The Brazilian-founded restaurant serves skewered, fire-roasted pork, lamb, poultry, and almost every cut of beef, from filet mignon and top sirloin to bone-in ribeye, instead of the typical slab of beef and two sides.
The restaurant's churrasco-style experience includes a market table of prepared fruits, veggies, soups, and salads and fresh, hot food served at your table.
If you're feeling extra fancy—and really, really hungry—you can even upgrade your meal by ordering one of the restaurant's "indulgent cuts" à la carte for an added price, such as the 32-ounce dry-aged tomahawk ribeye.
"The quality of this product is amazing," says chef Antonio Iocchi, Fogo's senior vice president of global food and beverage innovation.
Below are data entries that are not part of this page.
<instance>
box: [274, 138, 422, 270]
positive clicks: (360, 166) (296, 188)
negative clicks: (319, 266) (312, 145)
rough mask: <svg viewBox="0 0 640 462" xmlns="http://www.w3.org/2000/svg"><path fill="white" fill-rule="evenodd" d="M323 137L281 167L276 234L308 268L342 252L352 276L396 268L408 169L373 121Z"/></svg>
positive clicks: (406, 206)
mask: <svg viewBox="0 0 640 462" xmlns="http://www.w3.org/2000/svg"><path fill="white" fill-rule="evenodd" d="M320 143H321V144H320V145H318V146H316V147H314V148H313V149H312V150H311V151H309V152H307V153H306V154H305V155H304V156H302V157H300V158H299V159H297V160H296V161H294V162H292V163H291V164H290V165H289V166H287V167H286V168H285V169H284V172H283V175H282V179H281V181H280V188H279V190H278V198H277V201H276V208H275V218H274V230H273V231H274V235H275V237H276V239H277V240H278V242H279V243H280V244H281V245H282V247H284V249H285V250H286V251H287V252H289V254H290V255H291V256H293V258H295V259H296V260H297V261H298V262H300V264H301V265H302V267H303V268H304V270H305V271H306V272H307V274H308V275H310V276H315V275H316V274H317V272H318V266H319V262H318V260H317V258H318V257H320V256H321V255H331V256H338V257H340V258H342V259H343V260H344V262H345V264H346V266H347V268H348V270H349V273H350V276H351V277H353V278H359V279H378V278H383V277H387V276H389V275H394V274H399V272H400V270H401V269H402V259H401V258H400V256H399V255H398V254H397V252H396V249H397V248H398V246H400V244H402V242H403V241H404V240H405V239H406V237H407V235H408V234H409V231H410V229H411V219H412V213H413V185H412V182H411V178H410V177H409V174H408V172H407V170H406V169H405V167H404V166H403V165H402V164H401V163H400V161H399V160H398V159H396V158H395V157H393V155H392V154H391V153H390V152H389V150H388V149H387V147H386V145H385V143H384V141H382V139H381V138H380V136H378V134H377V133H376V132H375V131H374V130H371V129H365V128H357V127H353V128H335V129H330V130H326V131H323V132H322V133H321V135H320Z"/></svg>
Highly prized for its fat content, ultra-tender texture, and buttery flavor, Wagyu is probably the most coveted kind of beef on the planet right now, and commands a high price as a result.
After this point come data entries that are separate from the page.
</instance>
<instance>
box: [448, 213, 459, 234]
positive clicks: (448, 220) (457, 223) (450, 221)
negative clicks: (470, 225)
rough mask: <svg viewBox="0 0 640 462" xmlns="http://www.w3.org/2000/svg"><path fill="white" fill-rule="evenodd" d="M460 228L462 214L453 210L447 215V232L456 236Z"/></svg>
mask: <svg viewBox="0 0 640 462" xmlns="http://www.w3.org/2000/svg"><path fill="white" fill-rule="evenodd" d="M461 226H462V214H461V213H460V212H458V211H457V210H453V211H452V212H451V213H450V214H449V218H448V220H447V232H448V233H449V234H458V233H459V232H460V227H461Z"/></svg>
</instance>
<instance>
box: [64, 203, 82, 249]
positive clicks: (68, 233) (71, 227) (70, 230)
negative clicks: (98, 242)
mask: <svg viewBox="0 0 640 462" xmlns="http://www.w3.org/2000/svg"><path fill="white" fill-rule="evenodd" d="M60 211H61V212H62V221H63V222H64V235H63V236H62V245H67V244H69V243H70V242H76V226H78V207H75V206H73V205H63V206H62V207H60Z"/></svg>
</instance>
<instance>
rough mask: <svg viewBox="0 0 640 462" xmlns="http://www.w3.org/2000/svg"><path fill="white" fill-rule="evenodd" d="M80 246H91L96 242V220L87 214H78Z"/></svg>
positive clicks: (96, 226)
Fogo has been serving Wagyu beef for several years now, beginning with a 20-ounce strip, followed by a 24-ounce ribeye. In just a short time.
But, the new porterhouse is the largest and most expensive Wagyu cut the restaurant has served so far.
The meat is imported from Australia. According to Iocchi, the quality is on par with Japanese A5 Wagyu, the top grade in Japan's tightly regulated cattle industry.